Residents' responsibilities: Adopting a wider view.
Med Teach. 2017 Apr 27;:1-4
Authors: Schattner A
Current ACGME regulations have limited residents' weekly hours and continuous working hours, a marked change, despite its uncertain effects on physician well-being and quality of care. Although residency programs in internal medicine and family medicine have adapted schedules to conform to these regulations, increasing evidence is accumulating to suggest that these training experiences are not adequately preparing the next generation of practicing primary care and hospital-based physicians.
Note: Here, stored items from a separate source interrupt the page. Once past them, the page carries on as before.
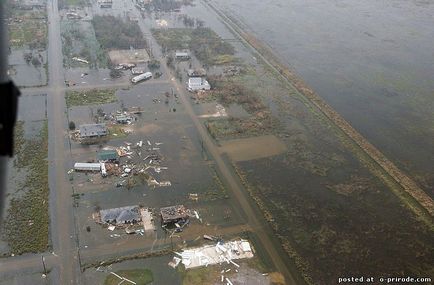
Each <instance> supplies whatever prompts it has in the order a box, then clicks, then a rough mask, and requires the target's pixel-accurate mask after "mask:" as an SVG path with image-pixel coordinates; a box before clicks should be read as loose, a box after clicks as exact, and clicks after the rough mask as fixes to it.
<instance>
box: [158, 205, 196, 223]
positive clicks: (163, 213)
mask: <svg viewBox="0 0 434 285" xmlns="http://www.w3.org/2000/svg"><path fill="white" fill-rule="evenodd" d="M189 213H190V211H189V210H188V209H187V208H186V207H184V205H176V206H170V207H165V208H161V209H160V214H161V218H162V219H163V223H171V222H176V221H178V220H181V219H186V218H188V217H189Z"/></svg>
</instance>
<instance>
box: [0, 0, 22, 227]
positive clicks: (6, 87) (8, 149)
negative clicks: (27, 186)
mask: <svg viewBox="0 0 434 285" xmlns="http://www.w3.org/2000/svg"><path fill="white" fill-rule="evenodd" d="M5 9H6V1H4V0H0V96H1V104H0V224H1V221H2V217H3V203H4V200H5V199H4V198H3V196H4V191H6V176H7V165H8V160H9V159H8V156H9V157H10V156H12V155H13V130H14V126H15V121H16V115H17V105H18V96H19V94H20V93H19V91H18V89H17V88H16V87H15V86H14V84H13V83H12V82H11V81H10V79H9V76H8V74H7V70H8V54H9V41H8V37H7V25H6V11H5Z"/></svg>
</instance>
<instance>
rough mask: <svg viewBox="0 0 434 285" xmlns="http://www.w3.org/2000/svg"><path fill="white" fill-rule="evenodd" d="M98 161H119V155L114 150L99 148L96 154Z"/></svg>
mask: <svg viewBox="0 0 434 285" xmlns="http://www.w3.org/2000/svg"><path fill="white" fill-rule="evenodd" d="M97 158H98V161H112V162H115V161H119V155H118V152H117V151H116V150H111V149H107V150H101V151H99V152H98V154H97Z"/></svg>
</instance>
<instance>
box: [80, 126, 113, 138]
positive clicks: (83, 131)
mask: <svg viewBox="0 0 434 285" xmlns="http://www.w3.org/2000/svg"><path fill="white" fill-rule="evenodd" d="M79 130H80V137H82V138H94V137H102V136H106V135H107V134H108V131H107V127H106V125H105V124H84V125H80V128H79Z"/></svg>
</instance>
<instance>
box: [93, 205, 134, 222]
mask: <svg viewBox="0 0 434 285" xmlns="http://www.w3.org/2000/svg"><path fill="white" fill-rule="evenodd" d="M99 213H100V216H101V222H103V223H109V224H118V225H119V224H126V223H134V222H138V221H141V220H142V217H141V215H140V212H139V206H126V207H120V208H113V209H107V210H101V211H99Z"/></svg>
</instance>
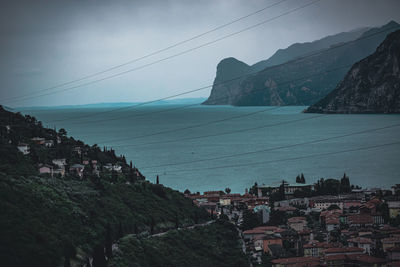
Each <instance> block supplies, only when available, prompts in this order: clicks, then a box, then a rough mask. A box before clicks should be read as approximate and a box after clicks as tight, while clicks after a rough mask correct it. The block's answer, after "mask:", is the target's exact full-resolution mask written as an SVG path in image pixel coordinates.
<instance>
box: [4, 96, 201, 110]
mask: <svg viewBox="0 0 400 267" xmlns="http://www.w3.org/2000/svg"><path fill="white" fill-rule="evenodd" d="M204 100H206V98H205V97H197V98H178V99H171V100H162V101H157V102H154V103H149V104H146V106H150V105H182V104H196V103H199V104H200V103H202V102H204ZM140 103H142V102H114V103H113V102H111V103H93V104H83V105H62V106H34V107H19V108H8V109H9V110H10V111H15V110H18V111H28V110H42V109H72V108H117V107H128V106H132V105H136V104H140Z"/></svg>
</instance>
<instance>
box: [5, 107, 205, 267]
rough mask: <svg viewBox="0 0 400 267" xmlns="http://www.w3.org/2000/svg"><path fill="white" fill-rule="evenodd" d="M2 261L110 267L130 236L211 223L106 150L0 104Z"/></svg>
mask: <svg viewBox="0 0 400 267" xmlns="http://www.w3.org/2000/svg"><path fill="white" fill-rule="evenodd" d="M0 125H1V126H0V212H1V215H0V239H1V245H0V256H1V258H2V260H1V266H6V267H7V266H40V267H43V266H82V265H83V264H85V263H86V262H87V261H89V260H93V267H99V266H106V262H107V259H109V258H110V257H111V254H112V251H111V246H112V244H113V243H115V242H116V241H117V240H118V239H119V238H121V237H122V236H124V235H126V234H132V233H136V234H139V235H146V234H150V233H157V232H162V231H165V230H167V229H171V228H175V227H176V226H177V225H179V226H185V225H192V224H195V223H200V222H205V221H207V220H209V215H208V213H207V212H206V211H205V210H203V209H200V208H197V207H196V206H195V205H194V204H193V203H192V201H191V200H189V199H187V198H185V197H184V195H183V194H182V193H180V192H178V191H175V190H172V189H170V188H167V187H164V186H162V185H161V184H151V183H149V182H148V181H145V178H144V177H143V175H141V173H140V172H139V170H138V169H137V168H135V167H134V166H132V163H131V164H127V163H126V160H125V158H124V157H123V156H116V155H115V151H114V150H112V149H108V148H103V149H102V150H101V149H100V148H99V147H97V146H96V145H93V146H88V145H86V144H84V143H83V142H81V141H78V140H75V139H74V138H72V137H67V134H66V131H65V130H64V129H60V130H59V131H55V130H52V129H46V128H44V127H42V125H41V123H40V122H38V121H37V120H36V119H35V118H34V117H31V116H28V115H27V116H22V115H21V114H17V113H12V112H8V111H5V110H4V109H3V108H2V107H1V106H0Z"/></svg>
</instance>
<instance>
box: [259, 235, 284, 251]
mask: <svg viewBox="0 0 400 267" xmlns="http://www.w3.org/2000/svg"><path fill="white" fill-rule="evenodd" d="M261 239H262V242H263V243H262V248H263V251H264V253H270V251H271V249H270V247H271V246H273V245H278V246H281V247H282V238H281V237H280V236H278V235H267V236H264V237H262V238H261Z"/></svg>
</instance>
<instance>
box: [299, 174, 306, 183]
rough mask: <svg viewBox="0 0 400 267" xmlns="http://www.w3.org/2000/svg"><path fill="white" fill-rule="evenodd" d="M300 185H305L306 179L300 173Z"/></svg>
mask: <svg viewBox="0 0 400 267" xmlns="http://www.w3.org/2000/svg"><path fill="white" fill-rule="evenodd" d="M300 183H302V184H305V183H306V178H304V174H303V173H301V177H300Z"/></svg>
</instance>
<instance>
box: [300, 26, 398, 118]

Data from an array of sources continue to demonstrate significant deficiencies in six areas of residents' responsibilities towards their patients: diminished patient "face time" and direct patient care; focus on patients' "reason for hospitalization" or "reason for visit" at the expense of possible neglect of patients' "secondary" medical problems; limited attention to patients' emotional or contextual problems and limited empathy; deficient implementation of the essential constituents of patient-centered care; neglect of habitual "reflective practice"; and excessive distinction between inpatient and outpatient responsibilities, leading to missed opportunities for inpatient residents to be aware of and attend to patients' post-discharge course although new information and readmissions related to the index hospitalization are prevalent. Thus, redesigning residency programs to widen residents' outlook and cover these inseparable components of high-quality care, may infuse the often fatigued and burnt-out residents with purpose and fulfillment, finally incorporating the missing elements of patient-centered care as integral parts of patients' admissions and therefore, of physicians' future careers.